The irony is almost painful to admit now. Stanford's campus is stunning - the palm trees, the sandstone buildings with their red tile roofs, the Quad at sunrise, the rolling hills of the Dish, the impossibly blue California sky. I walked past all of this beauty every day, but I rarely truly saw it.
My eyes were fixed on my laptop screen, on the next assignment, on the upcoming midterm. My mind was calculating how many hours of sleep I could sacrifice to finish a project. My conversations with friends revolved around coursework, grades, and internships. Life had become a checklist of tasks to complete, not an experience to savor.
It wasn't until I graduated and left Stanford that I truly appreciated what I had missed. On a visit back to campus years later, I finally saw it. The way the light filtered through the arcade arches. The peaceful sound of the fountain in the Main Quad. The smell of eucalyptus on a warm afternoon. All of it had been there the whole time, waiting for me to notice.
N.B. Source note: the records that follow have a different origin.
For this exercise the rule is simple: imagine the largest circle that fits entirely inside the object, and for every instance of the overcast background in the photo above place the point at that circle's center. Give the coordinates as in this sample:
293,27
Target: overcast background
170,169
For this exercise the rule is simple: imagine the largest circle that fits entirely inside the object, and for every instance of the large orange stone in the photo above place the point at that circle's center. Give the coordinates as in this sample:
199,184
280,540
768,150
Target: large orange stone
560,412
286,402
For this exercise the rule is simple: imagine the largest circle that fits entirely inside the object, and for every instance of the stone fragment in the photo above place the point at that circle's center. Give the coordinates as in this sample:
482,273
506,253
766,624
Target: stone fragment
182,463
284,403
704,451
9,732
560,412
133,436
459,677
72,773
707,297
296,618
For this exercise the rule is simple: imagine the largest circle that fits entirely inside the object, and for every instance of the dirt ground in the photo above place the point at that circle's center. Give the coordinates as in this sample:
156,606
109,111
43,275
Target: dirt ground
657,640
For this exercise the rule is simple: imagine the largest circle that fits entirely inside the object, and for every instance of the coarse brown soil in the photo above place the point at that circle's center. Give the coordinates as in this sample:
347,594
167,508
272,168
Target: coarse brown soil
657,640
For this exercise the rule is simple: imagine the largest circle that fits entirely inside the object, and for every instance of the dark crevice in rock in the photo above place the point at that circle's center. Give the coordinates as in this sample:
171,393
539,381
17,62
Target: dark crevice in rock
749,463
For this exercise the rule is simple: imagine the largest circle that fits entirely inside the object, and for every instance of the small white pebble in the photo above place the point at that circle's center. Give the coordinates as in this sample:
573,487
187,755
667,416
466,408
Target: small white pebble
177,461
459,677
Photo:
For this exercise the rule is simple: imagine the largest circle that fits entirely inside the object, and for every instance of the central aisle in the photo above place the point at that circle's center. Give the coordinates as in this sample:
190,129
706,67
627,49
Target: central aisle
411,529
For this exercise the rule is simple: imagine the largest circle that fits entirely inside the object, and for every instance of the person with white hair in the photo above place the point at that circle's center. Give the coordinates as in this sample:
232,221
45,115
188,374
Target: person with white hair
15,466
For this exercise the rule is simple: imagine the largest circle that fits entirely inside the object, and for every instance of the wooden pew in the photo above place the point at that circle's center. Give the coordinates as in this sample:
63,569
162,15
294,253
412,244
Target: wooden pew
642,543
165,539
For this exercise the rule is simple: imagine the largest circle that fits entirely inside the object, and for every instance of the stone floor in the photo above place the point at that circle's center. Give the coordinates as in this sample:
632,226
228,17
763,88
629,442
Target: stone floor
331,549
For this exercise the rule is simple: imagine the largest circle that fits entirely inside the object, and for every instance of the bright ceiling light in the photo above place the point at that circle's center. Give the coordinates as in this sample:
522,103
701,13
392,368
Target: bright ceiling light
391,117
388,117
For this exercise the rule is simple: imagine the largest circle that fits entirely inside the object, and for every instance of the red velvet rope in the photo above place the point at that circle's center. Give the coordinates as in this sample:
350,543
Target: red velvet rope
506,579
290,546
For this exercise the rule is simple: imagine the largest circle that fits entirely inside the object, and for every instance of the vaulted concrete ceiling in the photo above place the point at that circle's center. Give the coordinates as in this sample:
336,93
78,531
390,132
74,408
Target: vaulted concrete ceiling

I wish I could go back and tell my younger self to slow down. To take a break from studying and watch the sunset from Roble Field. To have coffee with friends without talking about classes. To ride a bike around campus with no destination in mind. To sit in the Quad and just breathe.
But I can't go back. What I can do is share this lesson with others, and try to apply it to my life now. The work will always be there. The deadlines will keep coming. But the moments of beauty - they pass by whether we notice them or not. And once they're gone, we can never get them back.
Stanford gave me an incredible education, but it also taught me a harder lesson: that achievement means nothing if you don't take time to appreciate the journey. I learned this lesson late, but I'm grateful I learned it at all.
If you're at Stanford now - or anywhere else where life feels overwhelming - I hope you'll take a moment today to look around. The beauty is there. Don't wait until you leave to see it.